За наш столик присаживается Гузель. В обществе «поломанных носов» обращают на это внимание. Я подозреваю, что Гузель с ними знакома. А еще мне кажется, что ей со мной не интересно. Поэтому долго не засиживаюсь.
***
– Хорошо отдохнул? – вежливо спрашивает майор Урсуляк, озвучивший когда-то незадачливому солдатику оригинальную, наверняка собственную, мысль: «Моя дочка собирает цветы, а ты окурки» Я вместо объяснений прикладываю к отпускному документу, отмеченному в казанской комендатуре, свидетельство о смерти.
***
Узнаю, что полковник Талалаев написал нашему генералу хороший отзыв об экипаже радиостанции и рекомендовал всех поощрить отпуском. Но я свой отпуск уже отгулял. И вообще, мне через полгода и так домой.
Выписал я в читальном зале «Куклу» Болеслава Прусса и по выходным беру ее. В такие часы я возвращаюсь в прерванную юность, и мои мысли неизменно переключаются на белокурую девушку по имени Гузель, у которой фигура позволяет носить джинсы. Библиотекарша, блондинка с пышным рыжим снопом волос, тоже носит джинсы и со спины напоминает мне Гузель. Известно, что у этой эффектной дамы есть муж, можно сказать орел, и мы с Леней, вопреки желанию, стараемся не смотреть ей вслед. А вот старший лейтенант, приписанный по комсомольской линии к штабу дивизии, где мы с Леней по очереди иногда несем службу, не комплексует. Этот статный раскрепощенный офицер, с лица вылитый Пал Палыч Знаменский, обратил как-то, проморгав присутствие супруга, на ее грандиозный зад внимание сослуживцев: «Какая попа! Жаль, мужики, что я не армянин…»
– Ахманчик, ты дембель, что ли? – удивленно таращит глазки-бусинки прапорщик Караев.
– А, что не похоже, елдаш прапорщик?
– Нет... – оглядывает меня с ног до головы Караев. – Ремень не болтается, не ушит...
– В галифе яйца не жмут...
Караев улыбается. Для него, человека, не отягощенного сложными материями, такой ответ в самый раз.
***
– Ахманчик, ты хочешь домой? – подходит ко мне двухгодичник Погосян, месяцем ранее заступивший на должность «комсомольца».
– Когда?
– Прямо сейчас. Мне нужно человека на стройку в Уренгой отправить.
От неожиданности я теряю дар речи.
– Не ссы, я довезу тебя до Баку и там отпущу.

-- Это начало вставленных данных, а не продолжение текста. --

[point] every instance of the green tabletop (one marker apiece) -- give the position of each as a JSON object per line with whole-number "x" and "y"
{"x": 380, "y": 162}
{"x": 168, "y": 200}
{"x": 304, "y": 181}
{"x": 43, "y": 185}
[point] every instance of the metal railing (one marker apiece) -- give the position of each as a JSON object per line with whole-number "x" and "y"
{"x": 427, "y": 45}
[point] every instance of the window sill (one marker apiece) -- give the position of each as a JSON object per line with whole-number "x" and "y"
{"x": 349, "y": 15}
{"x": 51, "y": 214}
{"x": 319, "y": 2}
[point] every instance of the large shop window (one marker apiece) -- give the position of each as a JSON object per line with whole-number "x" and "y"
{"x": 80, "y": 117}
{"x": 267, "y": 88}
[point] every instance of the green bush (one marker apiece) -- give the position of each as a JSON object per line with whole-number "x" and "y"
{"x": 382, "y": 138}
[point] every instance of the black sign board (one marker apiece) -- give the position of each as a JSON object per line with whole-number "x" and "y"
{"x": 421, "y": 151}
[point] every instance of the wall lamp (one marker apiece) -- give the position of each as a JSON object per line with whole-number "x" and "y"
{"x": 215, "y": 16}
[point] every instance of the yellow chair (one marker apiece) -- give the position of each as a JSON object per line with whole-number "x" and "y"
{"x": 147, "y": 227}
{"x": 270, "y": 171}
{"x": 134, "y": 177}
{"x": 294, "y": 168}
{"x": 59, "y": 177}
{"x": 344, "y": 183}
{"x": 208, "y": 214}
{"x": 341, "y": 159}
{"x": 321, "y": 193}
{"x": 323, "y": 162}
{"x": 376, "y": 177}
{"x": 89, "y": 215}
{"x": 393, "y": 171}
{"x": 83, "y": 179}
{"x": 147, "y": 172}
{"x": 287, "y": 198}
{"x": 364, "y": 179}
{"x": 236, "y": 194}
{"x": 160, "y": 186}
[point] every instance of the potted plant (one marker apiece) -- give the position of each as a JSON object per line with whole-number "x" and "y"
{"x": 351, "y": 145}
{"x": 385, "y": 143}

Я еще не верю в то, что совсем скоро покину солнечный Азербайджан, но все равно бегу в каптерку, отыскиваю свой парадный мундир, без всякой неуставной чепухи, чищу сапоги.
Погосян свое слово держит – уже через час я получаю у «Сундука» сухой паек.
– Урсуляк сказал, что ты на особый отдел работал, – с завистью говорит татарин.
– Он всегда чепуху несет.
В Баку, конечно же, дуют ветры. В кафе играет ритмичная музыка. Я останавливаюсь: за стеклом танцуют яркие девушки в трико. «Широко шагает Азербайджан!..»
***
Солнечным утром восьмого дня мая я уже прогуливаюсь босиком по огороду, любуясь, как чем-то невероятно дорогим, всего-навсего первыми пробившимися из земли сорняками.
– Может купить водки? – интересуется отец.
– Завтра.
***
В заводском парке за два года ничего не изменилось. Все те же тополя и акации. Засиженные галками и голубями бюсты ученых и космонавтов; лавочки подле них, на которых темными осенними вечерами поселковая молодежь изредка распивала красное винище, рискуя попасть «в плен» к заводским дружинникам или посетить опорный пункт, где под стеклом были представлены отобранные у юных правонарушителей ножи, кастеты и самопалы. Перед армией я писал начальнику штаба объяснение. За то, что проехал зимой с друзьями на заднем буфере «девятого» трамвая до остановки «Юный городок».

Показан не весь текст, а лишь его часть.